Today has been ridiculously busy, so on this, Day 6 of 30 Days Wild, the closest I’m getting to wildlife is drinking it. But actually that’s pretty close.
Here’s a great beer from one of my favourite companies. It’s brewed using a strain of yeast called Brettanomyces, which produces beer with a fresh, slightly acidic character. It’s a wild yeast whose natural habitat is fruit skins, so it gives us wine and cider as well as beer. I once met a brewing enthusiast who described ‘Brett’ (as it is often called) as “The brewery equivalent of athlete’s foot”, probably because there’s lots of it in the atmosphere and it has a habit of making its way into brews where it isn’t welcome.
Yeast is of course a fungus (more about that in future blog posts), and it produces alcohol through the process of fermentation. Essentially, fermentation is a type of metabolism which occurs in the absence of oxygen. In fermentation, the organism breaks down sugars and converts them to energy plus a number of by-products, one of which can be alcohol.
Brewers use different kinds of yeast depending on which by-product is required. If you’re brewing lager, for example, you’ll want to use a yeast which produces a lot of alcohol.
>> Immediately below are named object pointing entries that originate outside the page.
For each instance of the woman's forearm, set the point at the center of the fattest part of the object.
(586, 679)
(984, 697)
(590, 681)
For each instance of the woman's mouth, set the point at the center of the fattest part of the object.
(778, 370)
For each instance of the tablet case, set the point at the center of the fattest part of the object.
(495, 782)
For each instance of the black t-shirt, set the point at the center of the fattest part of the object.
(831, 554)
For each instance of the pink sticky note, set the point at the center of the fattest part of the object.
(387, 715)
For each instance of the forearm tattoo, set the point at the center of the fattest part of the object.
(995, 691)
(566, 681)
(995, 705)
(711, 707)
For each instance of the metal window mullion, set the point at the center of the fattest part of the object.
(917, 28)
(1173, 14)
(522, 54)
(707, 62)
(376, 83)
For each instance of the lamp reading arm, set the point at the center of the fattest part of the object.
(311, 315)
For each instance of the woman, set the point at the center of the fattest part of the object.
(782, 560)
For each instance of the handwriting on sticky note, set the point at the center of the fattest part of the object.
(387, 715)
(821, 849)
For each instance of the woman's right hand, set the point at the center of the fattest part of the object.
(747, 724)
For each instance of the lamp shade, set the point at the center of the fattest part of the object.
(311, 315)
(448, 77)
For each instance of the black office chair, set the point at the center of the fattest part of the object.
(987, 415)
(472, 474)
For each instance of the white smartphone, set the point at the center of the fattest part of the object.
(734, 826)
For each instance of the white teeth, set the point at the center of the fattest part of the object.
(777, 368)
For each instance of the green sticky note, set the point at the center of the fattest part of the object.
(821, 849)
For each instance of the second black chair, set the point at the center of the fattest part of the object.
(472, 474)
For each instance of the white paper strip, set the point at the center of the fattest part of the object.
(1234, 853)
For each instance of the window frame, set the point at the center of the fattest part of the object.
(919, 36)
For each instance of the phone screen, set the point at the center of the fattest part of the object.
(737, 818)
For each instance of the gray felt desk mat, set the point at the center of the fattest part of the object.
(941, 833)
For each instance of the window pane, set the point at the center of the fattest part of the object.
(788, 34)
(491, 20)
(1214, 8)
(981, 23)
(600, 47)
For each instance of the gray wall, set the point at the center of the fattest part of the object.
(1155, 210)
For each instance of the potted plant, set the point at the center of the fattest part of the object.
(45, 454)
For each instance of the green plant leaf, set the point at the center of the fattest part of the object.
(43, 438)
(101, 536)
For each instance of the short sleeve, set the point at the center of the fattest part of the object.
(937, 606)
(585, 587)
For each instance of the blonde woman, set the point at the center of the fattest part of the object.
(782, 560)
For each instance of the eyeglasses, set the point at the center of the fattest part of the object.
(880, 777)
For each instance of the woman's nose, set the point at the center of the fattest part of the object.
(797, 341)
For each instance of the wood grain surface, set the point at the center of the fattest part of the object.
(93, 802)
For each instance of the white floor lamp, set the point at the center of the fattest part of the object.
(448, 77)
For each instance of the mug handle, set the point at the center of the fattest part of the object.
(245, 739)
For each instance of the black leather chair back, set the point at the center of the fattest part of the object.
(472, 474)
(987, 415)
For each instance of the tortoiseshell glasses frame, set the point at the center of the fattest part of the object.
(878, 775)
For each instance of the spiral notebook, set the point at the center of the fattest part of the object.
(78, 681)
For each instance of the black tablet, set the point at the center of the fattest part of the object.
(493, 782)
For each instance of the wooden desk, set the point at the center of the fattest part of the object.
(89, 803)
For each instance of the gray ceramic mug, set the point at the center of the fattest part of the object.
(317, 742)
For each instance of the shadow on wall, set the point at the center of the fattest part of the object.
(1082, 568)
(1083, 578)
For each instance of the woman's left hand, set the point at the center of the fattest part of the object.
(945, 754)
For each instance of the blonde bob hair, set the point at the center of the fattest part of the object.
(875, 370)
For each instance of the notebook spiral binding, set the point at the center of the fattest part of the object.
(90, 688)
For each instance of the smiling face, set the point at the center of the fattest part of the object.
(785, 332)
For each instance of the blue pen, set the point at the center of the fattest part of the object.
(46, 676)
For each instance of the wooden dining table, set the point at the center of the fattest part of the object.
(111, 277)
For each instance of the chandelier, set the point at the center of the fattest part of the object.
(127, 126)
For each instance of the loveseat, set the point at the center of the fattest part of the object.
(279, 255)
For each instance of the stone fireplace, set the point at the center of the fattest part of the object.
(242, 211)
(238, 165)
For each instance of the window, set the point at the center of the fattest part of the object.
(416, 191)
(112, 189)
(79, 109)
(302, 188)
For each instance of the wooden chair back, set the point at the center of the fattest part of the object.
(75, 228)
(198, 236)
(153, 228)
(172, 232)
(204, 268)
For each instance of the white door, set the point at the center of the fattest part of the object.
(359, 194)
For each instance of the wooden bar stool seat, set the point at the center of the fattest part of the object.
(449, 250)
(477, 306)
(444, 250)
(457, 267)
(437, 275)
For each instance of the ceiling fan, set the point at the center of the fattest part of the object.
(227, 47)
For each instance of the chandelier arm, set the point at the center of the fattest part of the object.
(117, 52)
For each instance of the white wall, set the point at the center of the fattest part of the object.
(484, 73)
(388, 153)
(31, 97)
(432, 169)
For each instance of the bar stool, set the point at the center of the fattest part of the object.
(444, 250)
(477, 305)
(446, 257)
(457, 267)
Our pal Brett isn’t such a yeast; when Brett ferments, it produces a small amount of alcohol and a larger amount of lactic acid, which is precisely what gives Brett beers their fresh, lemony character.
It’s also what Brett has in common with humans. We produce lactic acid through fermentation, too: whenever you do intense exercise and start to feel that burn in your muscles, it’s because you’ve been fermenting. We produce tiny amounts of alcohol in our intestines, as well, but that’s because we have small amounts of yeast there.
Sometimes, people even produce a lot of alcohol. There’s a rare medical condition called Auto Brewery Syndrome, where an overgrowth of gut yeast results in just that. When the amount of yeast in the gut is large enough, sufferers can get drunk just by eating starchy food. This proves—if further proof were needed—that the wildlife inside us can be as important as the wildlife on the outside.